La majorité du conseil, voyant l’impossibilité d’évincer M. Caussidière et craignant que M. Ledru-Rollin, servi par la préfecture de police, n’usurpât, comme il paraissait y viser, la dictature, voulut du moins s’assurer, au cœur de Paris, un point d’appui solide.

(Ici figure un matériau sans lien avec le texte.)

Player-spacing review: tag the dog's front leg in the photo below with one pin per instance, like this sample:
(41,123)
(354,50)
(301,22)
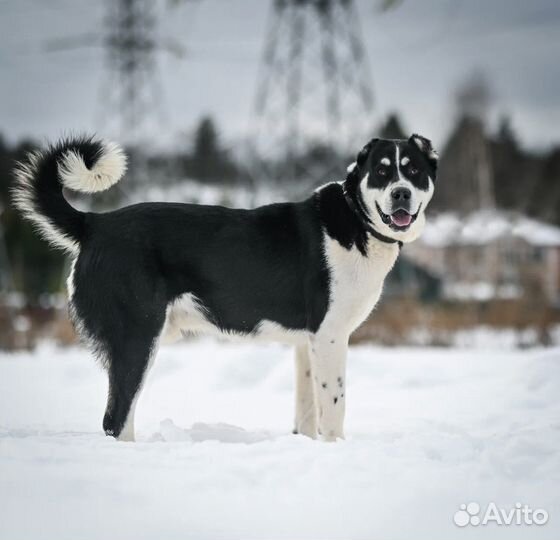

La mairie de Paris, vacante par la nomination de M. Garnier-Pagès au ministère des finances, fut donnée à M. Marrast, c’est-à-dire, au National, personnifié dans l’homme le plus capable, par son esprit et par sa tactique, de lutter avec avantage contre la ruse et la popularité de M. Caussidière, l’homme de la Réforme. Cette lutte n’était pas nouvelle. Depuis sa rentrée de l’exil, en 1840, M. Marrast avait pris, dans le National, la direction de l’opposition républicaine et, du jour où la Réforme était venue lui disputer ce gouvernement de l’opinion en quittant la polémique politique, qui ne passionnait guère les masses, pour celle des questions sociales, il avait tourné contre elle sa verve railleuse et le trait acéré de ses épigrammes. Né à Saint-Gaudens, dans le département de la Haute-Garonne, d’abord élève puis maître de classe au collége de Pont-le-Voy, M. Marrast s’ennuya de cette profession obscure, vint à Paris et chercha dans la politique du journalisme une activité plus conforme à la nature de ses talents. Après 1830, il devint rédacteur en chef de la Tribune, fut impliqué, en 1834, dans le procès d’avril, s’évada de la prison de Sainte-Pélagie avec Godefroy Cavaignac et se réfugia à Londres, d’où il adressa au National une correspondance sur la politique de l’Angleterre. À son retour à Paris, il prit la direction de ce journal, dont il fit la fortune et qui le porta au pouvoir.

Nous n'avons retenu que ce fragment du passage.